Tiny Ray March v2 is a reworking of the previous version of TRM v1, with an emphasis on data collection to analytically quantify the quality and performance improvements of different features. It is designed as a simple and lightweight ray marcher for educational purposes and as a test platform for understanding ray marching and the performance improvements that come from various features.
TRM is written as a C++ library, and the scene definition is a C++ structure which can be either statically defined in a runtime, or dynamically created by a runtime. It implements a minimal set of features initially, and only supports a small set of material types (Emissive, Diffuse, Specular, Refractive, and Fresnel). And as more features are implemented, the performance and quality improvements of each feature are tested with the included example scenes, and the results are recorded in a spreadsheet for analysis.

Statistical Analysis
There are two main aspects that are being analyzed as part of this project. The first being the performance, the time it takes to render each scene with varying number of samples. More complex scenes will take longer to render per-sample and more samples tends to linearly increase the time to render a scene.

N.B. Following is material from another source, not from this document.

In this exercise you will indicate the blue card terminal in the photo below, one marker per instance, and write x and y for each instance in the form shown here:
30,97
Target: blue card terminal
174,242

The second aspect is the convergence towards the global truth. Photorealistic rendering through ray tracing or ray marching attempts to simulate the path of photons through a scene. However, it is not possible to simulate all the photons, so through clever statistical sampling we attempt to capture the scene while only simulating a small fraction of the light. This statistical sampling means that with more samples we expect to eventually converge towards “reality” by sampling more and more rays of light. So the second measurement is how quickly we converge towards the accurate output, and how effectively are we sampling the most important rays of light.
This measurement of convergence is harder to quantify, we approximate it by rendering a final extremely high-quality image using a much higher number of samples ($\sim1024$). Then re-rendering the same scene using a different seed and saving snapshots at fixed intervals. Then for each snapshot we compute the average $\Delta E$ (CIE76) difference between the snapshot and the high-quality “final” image. That $\Delta E$ value is the measure of perceptual difference between the two images, allowing for small differences that are not noticeable by humans. And by comparing the rate of decrease for the $\Delta E$ we get an approximation for the rate at which the image is converging to the ground truth.
For a single color a $\Delta E \leq 2$ is considered to be an imperceptible difference. Since this data is the average for each individual pixel this isn’t as accurate but it is a convinient baseline to understand when viewing the statistics.

Sample Scenes
A basic empty room, with an emissive ceiling, a diffuse floor and walls. There
are no objects in the scene, and no reflections or refractions. This is the most
basic scene, and serves as a baseline for testing the best case performance.
A basic scene extending the empty room. Now including three objects. A diffuse
white sphere, a reflective metallic sphere, and a glass torus. This scene is
still relatively simple, but include the main material types for testing the
BSDFs and the ray marching features.
Extending the empty room, this scene includes 20 randomized spheres. 11 spheres
are diffuse, 3 are reflective, 3 are transmissive, and 3 are emissive. This
scene includes the most objects and is intended for measuring improvements
around many objects such as Bounding Volume Hierarchies (BVHs) with many
reflections and refraction bounces.
The Menger sponge is a classic fractal object, and is a good test for ray
marching specific features which cannot be easily implemented in a ray tracer.
The recursive nature of the object means that it has a lot of small details, and
requires many ray bounces to accurately capture the scene.
The infinite Menger sponge, leverages the ease of replicating objects in ray
marching to create an infinite scene. This provides testing for ray marching
specific features, as well as extending the Menger Sponge scene as a torture
test with many details requiring many ray bounces to capture the scene.